Thurston Hopkins

Thurston Hopkins is one of the greatest British photojournalists of the 20th century.

Born in London in 1913 he attended St Joseph's Salesian School in Burwash followed by Montpelier College in Brighton and the Brighton College of Art, where he studied graphic illustration and was instructed by Morgan Rendle to 'watch those shadows: they give black-and-white illustration weight and balance where it is most needed'. Hopkins later said that he deliberately applied this 'leitmotif in my visual thinking, not only when I was making pen-and-ink drawings for provincial newspapers, but also when I began using a camera'.

 

The abdication of Edward VIII in 1936 put an end to Hopkins' early career as a graphic artist.

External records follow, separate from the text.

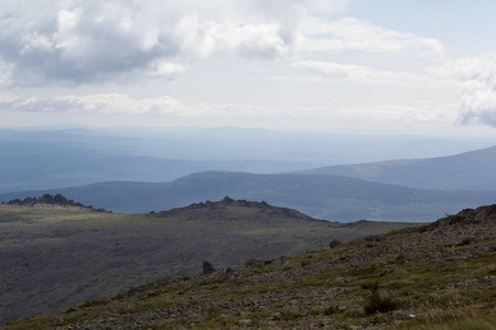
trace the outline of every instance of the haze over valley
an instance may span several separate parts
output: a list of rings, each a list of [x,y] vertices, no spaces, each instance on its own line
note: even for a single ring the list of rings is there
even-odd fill
[[[0,329],[495,329],[495,16],[0,1]]]

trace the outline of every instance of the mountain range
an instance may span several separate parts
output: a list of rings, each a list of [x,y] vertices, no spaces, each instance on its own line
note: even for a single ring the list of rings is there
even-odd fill
[[[303,170],[439,190],[496,190],[496,145],[457,155],[337,165]]]
[[[205,170],[289,173],[398,157],[432,157],[488,140],[273,132],[261,129],[153,131],[0,129],[0,193],[101,182],[163,183]]]
[[[423,222],[457,209],[496,200],[496,191],[414,189],[326,174],[257,175],[230,172],[192,174],[171,183],[100,183],[88,186],[0,195],[0,201],[62,194],[95,208],[142,213],[193,202],[235,199],[294,208],[316,219]]]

It was a time when newspapers were moving from illustrations to photographs and Thurston discovered that 'the camera paid better than the brush'. Hopkins then embarked on a lifelong career as a photojournalist, which involved him joining the PhotoPress Agency in 1936 and subsequently working for the RAF photographic unit during the Second World War, serving in Italy and the Middle East until 1945. After the war he began freelancing for the weekly news publication, Picture Post, becoming a full time member of staff in 1950. In 1955 he met and married Grace Robertson, a fellow Picture Post photographer 17 years his junior.

After the collapse of Picture Post, Hopkins ran an advertising studio in Chiswick, West London. He retired from photography in the 1960s and died on 26th October 2014.